Visualizing Isoform Populations with PCA or t-SNE


Example plot

To interpret the isoform diversity in your data, it can be helpful to view the "spread" or "distribution" of transcripts for one or more genes in a low-dimensional setting. IsoPops can perform dimension reduction followed by visualization using either PCA or t-SNE, two popular unsupervised machine learning tools. The resulting plots display isoforms such that more similar isoforms are close to each other, while more divergent isoforms are farther away from one another.

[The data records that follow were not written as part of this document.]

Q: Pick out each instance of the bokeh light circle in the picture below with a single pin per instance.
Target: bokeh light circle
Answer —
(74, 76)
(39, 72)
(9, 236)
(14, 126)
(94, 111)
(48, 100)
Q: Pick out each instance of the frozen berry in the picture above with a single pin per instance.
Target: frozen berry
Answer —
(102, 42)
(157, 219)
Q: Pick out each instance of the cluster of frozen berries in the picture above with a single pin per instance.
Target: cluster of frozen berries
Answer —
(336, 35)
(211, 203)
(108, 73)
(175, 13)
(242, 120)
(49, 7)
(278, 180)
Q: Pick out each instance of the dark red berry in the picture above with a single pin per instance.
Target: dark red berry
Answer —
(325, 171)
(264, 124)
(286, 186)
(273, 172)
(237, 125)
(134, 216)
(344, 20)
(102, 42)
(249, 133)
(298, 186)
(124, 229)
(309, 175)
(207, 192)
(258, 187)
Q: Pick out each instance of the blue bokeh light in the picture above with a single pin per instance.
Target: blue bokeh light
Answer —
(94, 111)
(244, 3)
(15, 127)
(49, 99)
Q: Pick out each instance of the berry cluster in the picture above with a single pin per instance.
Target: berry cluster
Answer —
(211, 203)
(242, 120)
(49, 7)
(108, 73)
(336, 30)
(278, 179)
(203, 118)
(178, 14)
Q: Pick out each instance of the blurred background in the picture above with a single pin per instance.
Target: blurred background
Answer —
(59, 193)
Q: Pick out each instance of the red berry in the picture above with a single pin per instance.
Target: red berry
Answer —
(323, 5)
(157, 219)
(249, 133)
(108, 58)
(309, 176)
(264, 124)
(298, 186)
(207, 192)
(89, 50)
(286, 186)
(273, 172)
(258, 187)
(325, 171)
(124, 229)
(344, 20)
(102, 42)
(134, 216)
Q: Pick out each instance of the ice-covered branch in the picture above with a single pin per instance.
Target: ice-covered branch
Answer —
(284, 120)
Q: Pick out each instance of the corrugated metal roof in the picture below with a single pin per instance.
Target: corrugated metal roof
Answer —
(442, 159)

The process for generating these plots is:

  1. Quantitatively represent transcript (or ORF) sequences as vectors via gene-agnostic, annotation-agnostic k-mer counting.
  2. Run either PCA or t-SNE on these vectorized representations of isoforms.
  3. Plot the PCA or t-SNE embeddings of the isoforms, in 2D or 3D.

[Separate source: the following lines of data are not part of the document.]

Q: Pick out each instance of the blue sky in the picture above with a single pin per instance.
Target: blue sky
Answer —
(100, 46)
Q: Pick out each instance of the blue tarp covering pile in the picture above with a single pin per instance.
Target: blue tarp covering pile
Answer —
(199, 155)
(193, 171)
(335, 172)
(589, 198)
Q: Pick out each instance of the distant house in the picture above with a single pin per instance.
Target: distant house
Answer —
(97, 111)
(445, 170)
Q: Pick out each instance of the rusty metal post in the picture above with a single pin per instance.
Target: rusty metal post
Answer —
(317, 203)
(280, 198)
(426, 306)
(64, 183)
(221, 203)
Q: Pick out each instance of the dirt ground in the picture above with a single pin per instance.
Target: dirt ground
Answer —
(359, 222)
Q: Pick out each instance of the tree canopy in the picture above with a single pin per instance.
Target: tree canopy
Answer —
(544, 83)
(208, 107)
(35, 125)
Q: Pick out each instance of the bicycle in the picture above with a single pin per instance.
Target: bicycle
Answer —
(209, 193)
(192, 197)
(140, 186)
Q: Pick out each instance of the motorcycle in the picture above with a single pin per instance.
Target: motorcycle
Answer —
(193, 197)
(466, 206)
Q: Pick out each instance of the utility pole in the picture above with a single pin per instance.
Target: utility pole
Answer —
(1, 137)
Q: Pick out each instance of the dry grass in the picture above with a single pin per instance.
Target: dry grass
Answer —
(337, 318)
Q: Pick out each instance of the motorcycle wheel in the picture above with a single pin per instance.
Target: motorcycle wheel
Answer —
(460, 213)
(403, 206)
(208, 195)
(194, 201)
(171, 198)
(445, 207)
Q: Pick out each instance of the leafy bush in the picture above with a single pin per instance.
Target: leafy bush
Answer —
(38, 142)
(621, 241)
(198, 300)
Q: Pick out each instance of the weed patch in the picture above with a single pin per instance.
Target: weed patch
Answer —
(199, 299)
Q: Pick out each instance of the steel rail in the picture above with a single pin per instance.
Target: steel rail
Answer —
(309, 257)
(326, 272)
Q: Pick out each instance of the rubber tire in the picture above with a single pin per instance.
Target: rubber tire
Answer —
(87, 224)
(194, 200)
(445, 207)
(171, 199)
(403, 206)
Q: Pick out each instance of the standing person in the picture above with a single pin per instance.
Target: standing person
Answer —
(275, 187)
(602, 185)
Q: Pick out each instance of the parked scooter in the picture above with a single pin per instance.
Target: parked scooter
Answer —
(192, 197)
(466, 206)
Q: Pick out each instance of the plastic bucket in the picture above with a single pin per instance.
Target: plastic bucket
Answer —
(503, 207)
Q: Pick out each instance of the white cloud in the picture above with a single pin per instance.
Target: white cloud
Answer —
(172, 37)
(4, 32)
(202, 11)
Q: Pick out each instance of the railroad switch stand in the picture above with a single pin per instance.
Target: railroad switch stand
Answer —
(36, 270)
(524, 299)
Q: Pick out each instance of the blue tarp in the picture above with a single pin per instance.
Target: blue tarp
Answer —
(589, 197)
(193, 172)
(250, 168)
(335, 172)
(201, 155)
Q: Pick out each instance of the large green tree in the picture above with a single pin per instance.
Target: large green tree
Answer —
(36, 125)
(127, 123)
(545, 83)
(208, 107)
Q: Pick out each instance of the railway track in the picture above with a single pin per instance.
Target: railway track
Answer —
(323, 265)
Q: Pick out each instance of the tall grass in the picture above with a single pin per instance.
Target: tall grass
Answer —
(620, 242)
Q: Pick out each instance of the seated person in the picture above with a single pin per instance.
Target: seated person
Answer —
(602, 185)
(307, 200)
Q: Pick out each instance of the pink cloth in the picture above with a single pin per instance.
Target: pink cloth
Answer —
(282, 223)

These three steps are each performed with a single function call in IsoPops, as shown below:

                    counts <- get_kmer_counts(DB, genes = c("Ptprd", "Ptprf", "Ptprk", "Ptprs"))
                    pca <- kmer_PCA(DB, counts)
                    plot_PCA(DB, pca)
                  

To plot in 3D, replace the last line with plot_3D_PCA(DB, pca).

To run t-SNE instead:

                    counts <- get_kmer_counts(DB, genes = c("Ptprd", "Ptprf", "Ptprk", "Ptprs"))
                    tsne <- kmer_tSNE(DB, counts, iterations = 5000, perplexity = 40, dims = 2)
                    plot_tSNE(DB, tsne)
                  

To plot in 3D:

                    counts <- get_kmer_counts(DB, genes = c("Ptprd", "Ptprf", "Ptprk", "Ptprs"))
                    tsne3D <- kmer_tSNE(DB, counts, dims = 3)
                    plot_tSNE(DB, tsne3D, force_3D = T)
                  

To generate these plots using ORF sequences instead of transcript sequences, simply add the argument use_ORFs = T to each function (including the plot functions).